Hence, to optimize it, you need a data structure that can support prefix maximas while also supporting updates. You can definitely use a segment tree, but it’s possible to build such a data structure using a **Binary Trie**.

Suppose all elements of the array can be represented via 4 bits. Consider a perfect binary tree on 4 levels where all levels are filled. Let’s color the left child in blue, and assign it a value of 0 and the right child in green and assign it a value of 1.

Then, notice that any number that can be represented using 4 bits can be found in this tree if you start from the root and traverse downwards. What’s more? Traversal of the leaves from left to right would result in a sorted sequence.
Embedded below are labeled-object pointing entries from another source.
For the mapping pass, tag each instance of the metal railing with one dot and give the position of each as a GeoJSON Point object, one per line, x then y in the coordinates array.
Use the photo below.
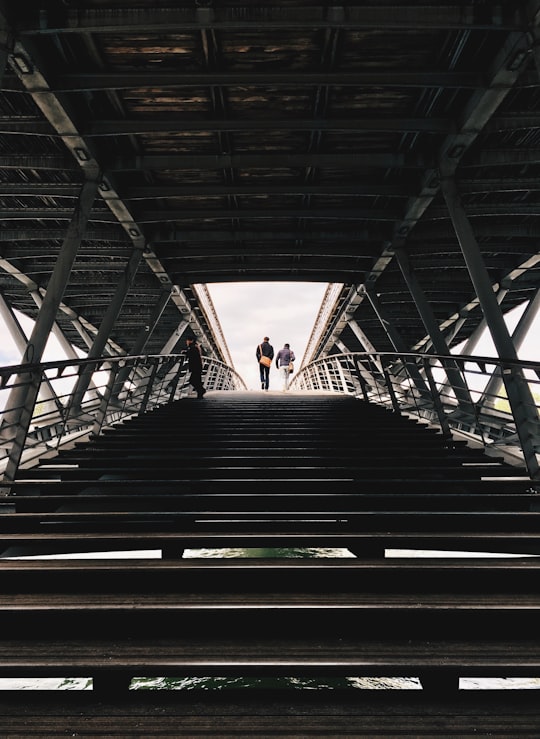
{"type": "Point", "coordinates": [120, 387]}
{"type": "Point", "coordinates": [472, 398]}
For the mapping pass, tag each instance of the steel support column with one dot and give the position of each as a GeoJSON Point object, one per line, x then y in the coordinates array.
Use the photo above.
{"type": "Point", "coordinates": [517, 389]}
{"type": "Point", "coordinates": [521, 331]}
{"type": "Point", "coordinates": [175, 337]}
{"type": "Point", "coordinates": [451, 369]}
{"type": "Point", "coordinates": [23, 397]}
{"type": "Point", "coordinates": [142, 339]}
{"type": "Point", "coordinates": [111, 314]}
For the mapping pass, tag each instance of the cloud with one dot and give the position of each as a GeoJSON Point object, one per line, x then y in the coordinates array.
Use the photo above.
{"type": "Point", "coordinates": [248, 311]}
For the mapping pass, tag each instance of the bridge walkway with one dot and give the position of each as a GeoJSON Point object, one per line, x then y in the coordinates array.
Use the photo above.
{"type": "Point", "coordinates": [326, 501]}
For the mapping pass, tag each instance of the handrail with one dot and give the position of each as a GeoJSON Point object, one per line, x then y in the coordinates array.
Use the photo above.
{"type": "Point", "coordinates": [415, 383]}
{"type": "Point", "coordinates": [151, 380]}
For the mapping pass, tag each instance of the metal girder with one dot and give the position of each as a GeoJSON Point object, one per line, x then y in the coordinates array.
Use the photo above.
{"type": "Point", "coordinates": [263, 160]}
{"type": "Point", "coordinates": [81, 81]}
{"type": "Point", "coordinates": [191, 123]}
{"type": "Point", "coordinates": [517, 389]}
{"type": "Point", "coordinates": [100, 341]}
{"type": "Point", "coordinates": [403, 16]}
{"type": "Point", "coordinates": [23, 397]}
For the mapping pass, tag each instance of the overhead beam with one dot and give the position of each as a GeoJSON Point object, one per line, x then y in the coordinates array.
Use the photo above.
{"type": "Point", "coordinates": [81, 82]}
{"type": "Point", "coordinates": [367, 16]}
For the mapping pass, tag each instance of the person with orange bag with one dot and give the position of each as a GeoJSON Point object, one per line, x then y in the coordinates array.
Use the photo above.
{"type": "Point", "coordinates": [265, 354]}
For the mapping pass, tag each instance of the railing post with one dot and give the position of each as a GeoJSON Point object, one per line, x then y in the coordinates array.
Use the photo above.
{"type": "Point", "coordinates": [439, 408]}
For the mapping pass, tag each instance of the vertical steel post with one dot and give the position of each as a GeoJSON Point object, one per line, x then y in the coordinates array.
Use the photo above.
{"type": "Point", "coordinates": [517, 389]}
{"type": "Point", "coordinates": [395, 339]}
{"type": "Point", "coordinates": [142, 339]}
{"type": "Point", "coordinates": [425, 311]}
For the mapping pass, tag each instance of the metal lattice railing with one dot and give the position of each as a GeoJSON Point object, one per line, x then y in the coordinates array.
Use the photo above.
{"type": "Point", "coordinates": [467, 394]}
{"type": "Point", "coordinates": [120, 387]}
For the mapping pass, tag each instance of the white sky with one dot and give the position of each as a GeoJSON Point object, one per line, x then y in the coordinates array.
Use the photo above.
{"type": "Point", "coordinates": [284, 311]}
{"type": "Point", "coordinates": [249, 311]}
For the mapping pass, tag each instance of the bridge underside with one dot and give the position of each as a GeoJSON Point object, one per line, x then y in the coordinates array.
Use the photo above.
{"type": "Point", "coordinates": [382, 148]}
{"type": "Point", "coordinates": [389, 150]}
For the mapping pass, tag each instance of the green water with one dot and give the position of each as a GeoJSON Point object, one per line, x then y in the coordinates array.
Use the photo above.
{"type": "Point", "coordinates": [225, 683]}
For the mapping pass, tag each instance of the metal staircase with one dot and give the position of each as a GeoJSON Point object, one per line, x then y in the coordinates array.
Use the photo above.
{"type": "Point", "coordinates": [271, 471]}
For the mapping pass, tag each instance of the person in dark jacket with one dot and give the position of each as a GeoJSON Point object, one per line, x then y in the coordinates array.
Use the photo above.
{"type": "Point", "coordinates": [284, 357]}
{"type": "Point", "coordinates": [265, 351]}
{"type": "Point", "coordinates": [194, 358]}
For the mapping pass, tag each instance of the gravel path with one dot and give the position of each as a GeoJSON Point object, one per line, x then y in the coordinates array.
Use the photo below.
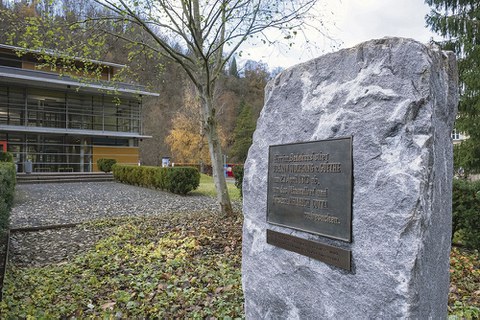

Let’s try to apply Tree DP. Each leaf stores $a[v]$ where $v$ is the value that this leaf represents. Then, define $dp[root]$ to be the maximum value of a leaf in the subtree of $root$. Then, $$dp[root] = max(dp[child])$$

Next, consider the binary representation of any number. What do numbers that are smaller than it look like?

If $x < y$, then $x$ will have a common prefix with $y$, followed by a zero at the position where the bit is set in $y$, and the bits after that doesn’t matter. In the image above, the blue color represents the **point of divergence**, and the red color indicates bits that are irrelevant.

How do we traverse this tree to make sure we only visit smaller leaves? Notice the the point of divergence cannot be at an unset bit, therefore, as long as we encounter an unset bit in $y$, we should keep going to the left subtree. Now, the first time we encounter a set bit, we can either choose to keep it as a common prefix, in which case, we should move along the direction of $y$, or we can decide to diverge at this point. If you decide to make this as a point of divergence, you will move into the left subtree. But notice that all leaves in the left subtree are now strictly less than $y$. Therefore, we don’t actually need to go to the leaves to compute the maximum. We can use our precomputed value from Tree DP.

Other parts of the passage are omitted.